Significantly less electricity is required to run the optimised script and this has removed the need to invest in a dedicated server that would be left running for days. Quoting Gary:
“We are really excited about the improvement in speed and the reduced carbon footprint of the re-designed code. With our existing datasets it's great to results in minutes that previously took weeks to obtain, but this actually opens up new avenues of research now that we can start looking at millions of genetic markers across whole genomes rather than focussing on just a few tens of thousands at a time.”

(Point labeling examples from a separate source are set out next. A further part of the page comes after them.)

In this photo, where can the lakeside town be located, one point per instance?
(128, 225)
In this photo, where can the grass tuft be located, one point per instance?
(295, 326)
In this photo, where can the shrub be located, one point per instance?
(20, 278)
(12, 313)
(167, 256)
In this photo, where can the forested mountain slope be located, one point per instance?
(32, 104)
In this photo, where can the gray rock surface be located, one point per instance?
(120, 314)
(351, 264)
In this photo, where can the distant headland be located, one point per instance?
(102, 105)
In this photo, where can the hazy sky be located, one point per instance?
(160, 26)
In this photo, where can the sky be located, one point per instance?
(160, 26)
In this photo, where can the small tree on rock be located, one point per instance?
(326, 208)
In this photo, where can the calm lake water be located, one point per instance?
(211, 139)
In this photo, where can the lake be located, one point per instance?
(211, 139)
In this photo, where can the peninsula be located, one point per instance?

BioSimSpace is an interoperability framework for building robust workflows for biomolecular simulations. The project started via an EPSRC Software Flagship grant in partnership with CCPBioSim. The aim was to develop interoperability wrappers around the wealth of simulation software that is used by the biomodelling community. BioSimSpace is written in a combination of C++ and Python. We developed the software over a period of two years, creating a robust design, full documentation, full test suites and a fully open software development philosophy. BioSimSpace is now in use by several research groups, including groups in industry. BioSimSpace is taught via workshops run by CCPBioSim, is published in the Journal of Open Source Software, and has received follow-on funding via an EPSRC Impact Accleration Award in partnership with UCB.
Cluster in the Cloud
The Bristol RSE group is often asked to support research groups who want to use cloud computing to accelerate their research. Cloud computing interfaces are very challenging to work with, meaning that often researchers can be daunted by interfaces that are completely unfamiliar to them. To help, Bristol RSEs have developed cluster-in-the-cloud. This builds on-demand, scalable, fully heterogeneous HPC clusters on AWS, Google Cloud or Oracle Cloud (and could be easily extended to support Microsoft Azure). Cluster in the Cloud has enabled many research groups at Bristol and beyond to make excellent use of cloud resources. Cluster-in-the-cloud uses custom Terraform and Ansible scripts to provision an on-demand Slurm cluster, with a small amount of custom Python used to switch compute nodes on or off based on submitted jobs. The clusters have full monitoring via Grafana, software installation via Spack, EasyBuild and/or Singularity, have a web-based administration gui, and support running Jupyter notebooks and running parallel jobs via Dask.